With the adoption of containers continuing to accelerate, we are seeing deployments of the Docker engine extending beyond the server. Containers are making an appearance in everything from storage devices and Ethernet switches, though to IOT monitoring/control equipment. Even edge compute devices such as digital signage, smart POS consoles, and self-service KIOSKs!
These new use-cases have dramatically changed how Docker needs to be managed. You can potentially have many hundreds (if not many thousands) of Docker-enabled systems in your environment. Most of these devices would either run without any form of clustering, or would run a lean orchestrator such as Docker Swarm.
Additionally, these devices may be distributed across many sites, and across many different networks, some may even be attached solely to the public internet using mobile data or satellite technologies.
We need a way to centrally manage these distributed instances...
With the current versions of Portainer, we expected the Portainer server to be able to initiate and maintain network connections to agents. Agents are expected to be on the same LAN/WAN as Portainer, or accessible via port forwarding behind a static public IP. This has worked well for more traditional deployments, but for these new use cases, the remote devices may not be able to have fixed public IP addresses, and most likely cannot have any port forwarding enabled.

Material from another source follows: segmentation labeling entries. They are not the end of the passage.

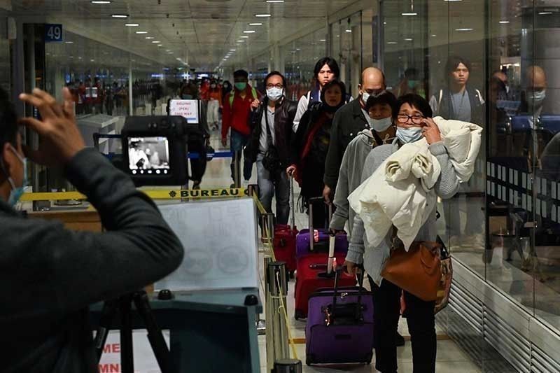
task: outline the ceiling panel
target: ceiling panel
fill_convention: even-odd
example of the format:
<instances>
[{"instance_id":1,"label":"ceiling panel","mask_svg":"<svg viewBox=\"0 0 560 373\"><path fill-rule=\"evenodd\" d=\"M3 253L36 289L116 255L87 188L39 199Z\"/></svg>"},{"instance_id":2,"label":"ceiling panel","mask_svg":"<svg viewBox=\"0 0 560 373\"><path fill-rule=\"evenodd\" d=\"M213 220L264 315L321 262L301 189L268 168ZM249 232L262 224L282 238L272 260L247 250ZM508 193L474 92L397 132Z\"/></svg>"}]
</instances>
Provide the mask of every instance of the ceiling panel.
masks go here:
<instances>
[{"instance_id":1,"label":"ceiling panel","mask_svg":"<svg viewBox=\"0 0 560 373\"><path fill-rule=\"evenodd\" d=\"M312 27L324 20L326 15L354 1L113 0L111 4L98 5L90 0L21 0L14 2L13 13L42 16L46 22L59 22L69 31L163 64L176 64L176 58L180 57L191 67L213 69L230 49L236 51L225 65L246 64L249 55ZM272 17L258 18L255 17L258 13L269 13ZM126 14L129 17L112 18L112 14ZM262 25L249 26L251 22ZM139 27L127 27L125 23L137 23ZM244 33L248 30L255 32ZM137 34L137 31L148 34ZM240 38L241 36L248 38ZM244 42L238 43L238 40ZM162 46L152 41L160 41Z\"/></svg>"}]
</instances>

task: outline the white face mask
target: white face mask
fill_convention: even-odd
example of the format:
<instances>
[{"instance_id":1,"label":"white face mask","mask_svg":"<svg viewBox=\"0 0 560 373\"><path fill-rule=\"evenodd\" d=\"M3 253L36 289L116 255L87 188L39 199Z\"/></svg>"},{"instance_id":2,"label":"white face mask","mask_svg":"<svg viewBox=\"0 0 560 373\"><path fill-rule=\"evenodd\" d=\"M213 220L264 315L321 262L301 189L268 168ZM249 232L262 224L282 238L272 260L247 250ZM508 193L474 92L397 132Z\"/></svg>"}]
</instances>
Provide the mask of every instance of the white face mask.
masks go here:
<instances>
[{"instance_id":1,"label":"white face mask","mask_svg":"<svg viewBox=\"0 0 560 373\"><path fill-rule=\"evenodd\" d=\"M527 103L530 106L539 107L547 97L547 90L527 91Z\"/></svg>"},{"instance_id":2,"label":"white face mask","mask_svg":"<svg viewBox=\"0 0 560 373\"><path fill-rule=\"evenodd\" d=\"M284 95L284 90L278 87L272 87L267 90L267 97L271 101L278 101Z\"/></svg>"},{"instance_id":3,"label":"white face mask","mask_svg":"<svg viewBox=\"0 0 560 373\"><path fill-rule=\"evenodd\" d=\"M370 98L370 94L365 91L362 92L362 103L365 105L368 103L368 99Z\"/></svg>"},{"instance_id":4,"label":"white face mask","mask_svg":"<svg viewBox=\"0 0 560 373\"><path fill-rule=\"evenodd\" d=\"M411 127L410 128L404 128L398 127L397 137L398 137L398 139L403 143L417 141L422 138L422 127Z\"/></svg>"},{"instance_id":5,"label":"white face mask","mask_svg":"<svg viewBox=\"0 0 560 373\"><path fill-rule=\"evenodd\" d=\"M383 119L373 119L368 115L368 122L370 123L370 127L378 132L385 131L393 124L393 120L391 117L384 118Z\"/></svg>"}]
</instances>

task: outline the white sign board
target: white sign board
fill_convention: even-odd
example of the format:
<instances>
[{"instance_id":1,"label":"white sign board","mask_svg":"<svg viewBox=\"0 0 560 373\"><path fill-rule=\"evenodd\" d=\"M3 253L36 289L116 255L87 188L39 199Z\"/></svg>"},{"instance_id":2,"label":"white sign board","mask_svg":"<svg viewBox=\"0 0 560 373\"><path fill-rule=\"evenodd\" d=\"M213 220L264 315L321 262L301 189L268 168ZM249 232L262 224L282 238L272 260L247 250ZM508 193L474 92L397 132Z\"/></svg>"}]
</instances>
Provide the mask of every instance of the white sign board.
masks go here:
<instances>
[{"instance_id":1,"label":"white sign board","mask_svg":"<svg viewBox=\"0 0 560 373\"><path fill-rule=\"evenodd\" d=\"M169 331L162 330L163 338L169 346ZM145 329L132 330L132 348L134 358L134 372L136 373L160 372L158 360L148 340ZM120 335L118 330L111 330L107 335L107 342L103 348L103 354L99 365L99 373L118 373L122 372L120 365Z\"/></svg>"},{"instance_id":2,"label":"white sign board","mask_svg":"<svg viewBox=\"0 0 560 373\"><path fill-rule=\"evenodd\" d=\"M257 223L251 198L160 206L185 248L181 266L157 290L258 288Z\"/></svg>"},{"instance_id":3,"label":"white sign board","mask_svg":"<svg viewBox=\"0 0 560 373\"><path fill-rule=\"evenodd\" d=\"M198 123L197 100L171 100L169 101L169 115L181 115L189 123Z\"/></svg>"}]
</instances>

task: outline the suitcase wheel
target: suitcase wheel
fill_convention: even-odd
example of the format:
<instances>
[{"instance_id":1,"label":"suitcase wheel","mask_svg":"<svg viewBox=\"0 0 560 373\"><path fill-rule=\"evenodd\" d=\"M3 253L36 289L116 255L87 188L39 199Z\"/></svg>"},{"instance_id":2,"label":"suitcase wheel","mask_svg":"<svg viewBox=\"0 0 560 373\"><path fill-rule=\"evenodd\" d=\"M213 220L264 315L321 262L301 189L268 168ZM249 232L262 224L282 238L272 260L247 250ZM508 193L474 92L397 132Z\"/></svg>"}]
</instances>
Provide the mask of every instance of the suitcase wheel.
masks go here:
<instances>
[{"instance_id":1,"label":"suitcase wheel","mask_svg":"<svg viewBox=\"0 0 560 373\"><path fill-rule=\"evenodd\" d=\"M299 320L300 318L305 318L305 316L303 315L303 313L301 311L298 311L296 309L293 313L293 318L295 320Z\"/></svg>"}]
</instances>

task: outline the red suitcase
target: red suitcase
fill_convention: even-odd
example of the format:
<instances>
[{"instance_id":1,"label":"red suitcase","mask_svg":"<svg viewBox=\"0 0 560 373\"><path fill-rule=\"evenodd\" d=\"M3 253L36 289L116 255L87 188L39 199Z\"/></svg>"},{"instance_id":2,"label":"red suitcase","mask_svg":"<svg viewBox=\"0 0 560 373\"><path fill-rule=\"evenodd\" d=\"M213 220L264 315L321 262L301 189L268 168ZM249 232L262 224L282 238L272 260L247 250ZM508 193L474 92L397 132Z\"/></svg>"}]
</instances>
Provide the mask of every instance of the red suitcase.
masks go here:
<instances>
[{"instance_id":1,"label":"red suitcase","mask_svg":"<svg viewBox=\"0 0 560 373\"><path fill-rule=\"evenodd\" d=\"M337 265L344 262L345 253L335 253ZM328 253L309 254L298 259L298 274L295 279L295 310L296 320L307 317L307 305L309 296L317 289L334 288L335 277L321 277L319 274L327 271ZM344 273L338 281L340 286L354 286L356 277Z\"/></svg>"},{"instance_id":2,"label":"red suitcase","mask_svg":"<svg viewBox=\"0 0 560 373\"><path fill-rule=\"evenodd\" d=\"M295 237L298 228L295 227L295 218L293 203L293 178L290 178L290 224L276 224L274 225L274 240L273 247L276 261L285 262L286 269L290 276L295 271Z\"/></svg>"}]
</instances>

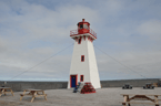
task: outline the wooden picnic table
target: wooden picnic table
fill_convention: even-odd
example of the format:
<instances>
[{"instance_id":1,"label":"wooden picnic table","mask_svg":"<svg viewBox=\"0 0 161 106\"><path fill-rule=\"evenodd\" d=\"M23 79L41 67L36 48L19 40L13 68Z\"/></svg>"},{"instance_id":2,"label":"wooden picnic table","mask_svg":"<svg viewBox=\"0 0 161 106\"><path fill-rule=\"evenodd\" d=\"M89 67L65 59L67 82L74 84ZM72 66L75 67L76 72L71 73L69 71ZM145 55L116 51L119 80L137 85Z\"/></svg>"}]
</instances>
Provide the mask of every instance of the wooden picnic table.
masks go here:
<instances>
[{"instance_id":1,"label":"wooden picnic table","mask_svg":"<svg viewBox=\"0 0 161 106\"><path fill-rule=\"evenodd\" d=\"M14 96L12 88L10 88L10 87L0 87L0 96L2 94L7 95L7 93L11 93L12 96Z\"/></svg>"},{"instance_id":2,"label":"wooden picnic table","mask_svg":"<svg viewBox=\"0 0 161 106\"><path fill-rule=\"evenodd\" d=\"M20 94L20 100L23 98L23 96L32 96L31 103L36 97L43 96L44 99L47 100L47 94L44 94L44 91L42 89L24 89L23 94Z\"/></svg>"},{"instance_id":3,"label":"wooden picnic table","mask_svg":"<svg viewBox=\"0 0 161 106\"><path fill-rule=\"evenodd\" d=\"M159 106L161 104L159 104L158 99L159 96L161 95L151 95L151 94L121 94L123 95L123 99L124 102L121 102L123 106L131 106L130 104L149 104L149 105L154 105L154 106ZM131 97L130 97L131 96ZM154 98L151 98L149 96L153 96ZM140 102L131 102L131 100L150 100L151 103L140 103Z\"/></svg>"}]
</instances>

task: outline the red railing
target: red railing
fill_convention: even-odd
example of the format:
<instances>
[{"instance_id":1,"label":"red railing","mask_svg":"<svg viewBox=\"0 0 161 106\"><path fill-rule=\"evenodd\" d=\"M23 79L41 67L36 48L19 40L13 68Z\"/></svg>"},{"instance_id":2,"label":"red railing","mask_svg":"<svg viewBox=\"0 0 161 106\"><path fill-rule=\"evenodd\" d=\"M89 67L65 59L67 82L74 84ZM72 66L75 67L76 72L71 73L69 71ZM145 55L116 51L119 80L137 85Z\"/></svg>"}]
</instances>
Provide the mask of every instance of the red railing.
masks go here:
<instances>
[{"instance_id":1,"label":"red railing","mask_svg":"<svg viewBox=\"0 0 161 106\"><path fill-rule=\"evenodd\" d=\"M90 29L89 31L90 31L89 33L92 34L97 39L97 33L92 29ZM78 30L71 30L70 36L72 35L78 35Z\"/></svg>"}]
</instances>

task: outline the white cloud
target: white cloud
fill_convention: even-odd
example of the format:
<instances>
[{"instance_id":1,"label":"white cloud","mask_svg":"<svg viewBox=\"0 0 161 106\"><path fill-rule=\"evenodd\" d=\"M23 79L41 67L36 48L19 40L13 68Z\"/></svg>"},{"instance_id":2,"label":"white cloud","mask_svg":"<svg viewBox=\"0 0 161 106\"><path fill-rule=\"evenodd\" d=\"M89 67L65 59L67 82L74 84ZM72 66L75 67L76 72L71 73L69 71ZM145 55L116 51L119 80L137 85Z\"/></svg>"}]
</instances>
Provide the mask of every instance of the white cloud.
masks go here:
<instances>
[{"instance_id":1,"label":"white cloud","mask_svg":"<svg viewBox=\"0 0 161 106\"><path fill-rule=\"evenodd\" d=\"M160 41L161 40L161 21L160 20L149 20L143 22L138 31L142 35L147 35L152 40Z\"/></svg>"}]
</instances>

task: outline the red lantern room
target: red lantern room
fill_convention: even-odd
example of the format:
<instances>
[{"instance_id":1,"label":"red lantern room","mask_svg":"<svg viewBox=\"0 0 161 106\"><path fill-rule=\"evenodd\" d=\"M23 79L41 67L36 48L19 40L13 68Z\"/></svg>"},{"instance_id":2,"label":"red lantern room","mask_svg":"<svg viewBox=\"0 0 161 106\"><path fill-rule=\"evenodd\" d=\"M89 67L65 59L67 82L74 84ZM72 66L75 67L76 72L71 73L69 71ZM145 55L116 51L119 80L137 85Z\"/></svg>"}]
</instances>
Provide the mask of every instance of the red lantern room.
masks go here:
<instances>
[{"instance_id":1,"label":"red lantern room","mask_svg":"<svg viewBox=\"0 0 161 106\"><path fill-rule=\"evenodd\" d=\"M90 32L90 23L85 22L84 19L82 19L82 22L78 23L78 34L84 34Z\"/></svg>"},{"instance_id":2,"label":"red lantern room","mask_svg":"<svg viewBox=\"0 0 161 106\"><path fill-rule=\"evenodd\" d=\"M77 25L78 25L77 30L70 31L70 36L72 39L76 39L78 36L83 36L83 35L87 35L92 40L97 39L97 33L92 29L90 29L90 23L84 21L84 19L82 19L82 21L79 22Z\"/></svg>"}]
</instances>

For the last 3 months, Portainer and Intel Corporation have been working together to create a new type of agent, which we have called our "Edge Agent", and this agent works quite differently from any other.
For a start, the edge agent now initiates and maintains the connection to Portainer (not the other way around). With this new communication model, the Portainer container now needs to be reachable from the edge agents. What this means is that if your agents are remote sites (isolated network with internet access), then Portainer must be internet-facing (via port forwarding, or through having Portainer in a DMZ).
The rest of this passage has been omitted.